It seems to have become almost de rigueur for many of my clients both men and women who claim to be victims of parental alienation to have had some allegation made against them of a sexual or violent nature.
A common experience reported by victims of parental alienation (Alienated Parents) is that they are often barred from the former family home and prevented from having any contact with their children without ever been charged with an offence of this nature yet alone convicted.
Indeed, it appears that many Alienated Parents find themselves effectively found guilty of an alleged offence by virtue of the implicit acceptance of children’s statements particularly in family assessments conducted by family consultants appointed by the court.
These family assessments do not necessarily make determinations as to whether events have taken place or not-that is not within their terms of reference. Yet, children’s assertions made against a target parent are often accepted as being implicitly true and I have seen very little forensic questioning in family reports as to the basis of their claims, especially noting that few of these claims are ever referred to the police for investigation.

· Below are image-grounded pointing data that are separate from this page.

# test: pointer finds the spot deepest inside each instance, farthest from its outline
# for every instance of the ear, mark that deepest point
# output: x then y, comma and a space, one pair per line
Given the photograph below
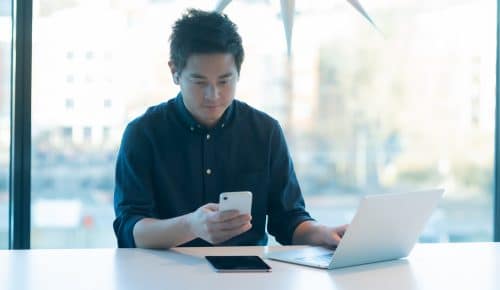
174, 72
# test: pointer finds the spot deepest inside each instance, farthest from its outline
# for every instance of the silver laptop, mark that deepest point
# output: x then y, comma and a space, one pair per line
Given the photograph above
384, 228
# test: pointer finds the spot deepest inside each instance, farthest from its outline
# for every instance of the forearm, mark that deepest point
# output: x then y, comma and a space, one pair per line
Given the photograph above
310, 233
167, 233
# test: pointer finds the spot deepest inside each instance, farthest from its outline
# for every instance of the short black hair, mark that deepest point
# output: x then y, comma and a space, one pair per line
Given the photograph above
199, 31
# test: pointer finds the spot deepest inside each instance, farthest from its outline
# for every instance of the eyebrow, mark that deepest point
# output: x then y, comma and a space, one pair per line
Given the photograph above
198, 76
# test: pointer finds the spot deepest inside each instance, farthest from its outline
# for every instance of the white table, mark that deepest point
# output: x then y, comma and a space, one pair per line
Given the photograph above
430, 266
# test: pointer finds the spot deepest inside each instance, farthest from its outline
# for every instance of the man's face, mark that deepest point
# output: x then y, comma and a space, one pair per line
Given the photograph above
208, 85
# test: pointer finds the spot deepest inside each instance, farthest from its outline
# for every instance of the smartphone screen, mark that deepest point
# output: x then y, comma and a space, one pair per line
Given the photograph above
238, 264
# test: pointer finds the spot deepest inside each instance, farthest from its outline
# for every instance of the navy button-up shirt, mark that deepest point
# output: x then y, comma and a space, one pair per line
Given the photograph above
169, 165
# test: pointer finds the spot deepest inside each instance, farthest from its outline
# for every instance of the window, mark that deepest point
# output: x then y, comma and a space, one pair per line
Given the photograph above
5, 61
362, 112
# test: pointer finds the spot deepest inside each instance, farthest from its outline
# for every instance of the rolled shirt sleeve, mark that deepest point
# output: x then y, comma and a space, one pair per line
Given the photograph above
286, 209
133, 197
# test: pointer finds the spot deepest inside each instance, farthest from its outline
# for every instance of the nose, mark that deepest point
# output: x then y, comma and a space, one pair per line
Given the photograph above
211, 92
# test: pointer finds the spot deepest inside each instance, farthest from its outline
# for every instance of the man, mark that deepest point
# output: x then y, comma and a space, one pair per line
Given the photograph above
177, 158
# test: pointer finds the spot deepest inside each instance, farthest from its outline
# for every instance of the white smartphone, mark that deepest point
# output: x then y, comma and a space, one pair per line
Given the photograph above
236, 200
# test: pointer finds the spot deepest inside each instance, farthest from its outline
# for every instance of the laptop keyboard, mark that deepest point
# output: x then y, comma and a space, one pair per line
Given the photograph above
321, 259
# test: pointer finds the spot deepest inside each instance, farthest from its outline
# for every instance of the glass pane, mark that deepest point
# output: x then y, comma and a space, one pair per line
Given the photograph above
409, 108
406, 109
363, 112
5, 58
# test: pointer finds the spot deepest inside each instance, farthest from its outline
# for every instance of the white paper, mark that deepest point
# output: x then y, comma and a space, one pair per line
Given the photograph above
287, 14
221, 4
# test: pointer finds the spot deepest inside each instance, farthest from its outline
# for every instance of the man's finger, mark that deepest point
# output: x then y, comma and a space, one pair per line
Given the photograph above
227, 215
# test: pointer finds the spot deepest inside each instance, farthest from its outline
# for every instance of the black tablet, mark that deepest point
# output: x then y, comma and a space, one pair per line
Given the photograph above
238, 264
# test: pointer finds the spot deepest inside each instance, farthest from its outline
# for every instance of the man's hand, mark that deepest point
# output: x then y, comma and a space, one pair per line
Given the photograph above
215, 227
334, 235
315, 234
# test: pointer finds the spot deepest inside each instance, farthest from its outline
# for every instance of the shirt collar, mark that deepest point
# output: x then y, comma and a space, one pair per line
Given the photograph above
193, 125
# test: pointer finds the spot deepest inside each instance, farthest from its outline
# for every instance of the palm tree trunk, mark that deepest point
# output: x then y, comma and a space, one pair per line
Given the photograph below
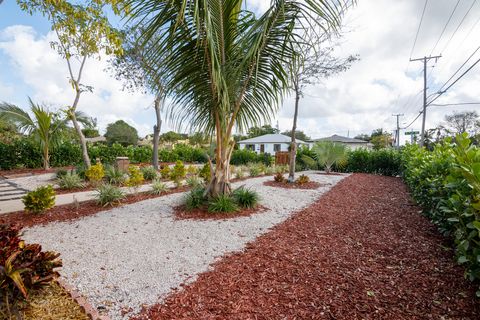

Yet time and time again allegations made against the target parents are not investigated but target parents are presumed guilty and must defend themselves at the same time as maintaining what is already becoming a tenuous relationship with their children. This type of legal abuse is a typical strategy used by Alienating Parents of both genders.
It must be a wilderness of mirrors for practitioners. The issue of false allegations is controversial. Family law has been accused in the past of ” needing training” and “privileging contact over safety”. On one hand safety of the children is a paramount consideration in Australian family law. However on the other hand it is well known that children do make false allegations and they make such allegations in a totally believable and plausible manner that is suggestive of the independent thinker phenomena (Baker. Amy.J). Indeed, are the Family Violence Best Practice Principles enough and how do practitioners, family consultants accurately discriminate between true and false reports of abuse when they are on the front line between conflicting and irreconcilably opposed accounts from each parent?
My colleague Dr. Stephen Herman has researched how authorities and practitioners respond to unsubstantiated or uncorroborated allegations of child sexual abuse and how surprisingly easy it is to make errors of procedure and reasoning that then undermine the process of assessment, ultimately risking a child being exposed to potential sex offenders or an innocent protective parent removed from a child’s life. If you are responding to these complex questions where the stakes are so high then you might be interested in a series of workshops conducted around Australia by my colleague Dr. Steven Herman through the Australian Psychological Society (APS) on “Responding to Allegations of Child Sexual Abuse: Implications of Psychological Science for Legal Professionals”
You might be surprised and shocked just how easy it is to get this complex assessment process both right and wrong. Remember, the stakes are high; a child sex offender goes free, a protective parent is falsely tainted and removed from a child’s life, a child loses a loving parent, a valid claim of sexual abuse is ignored and so on.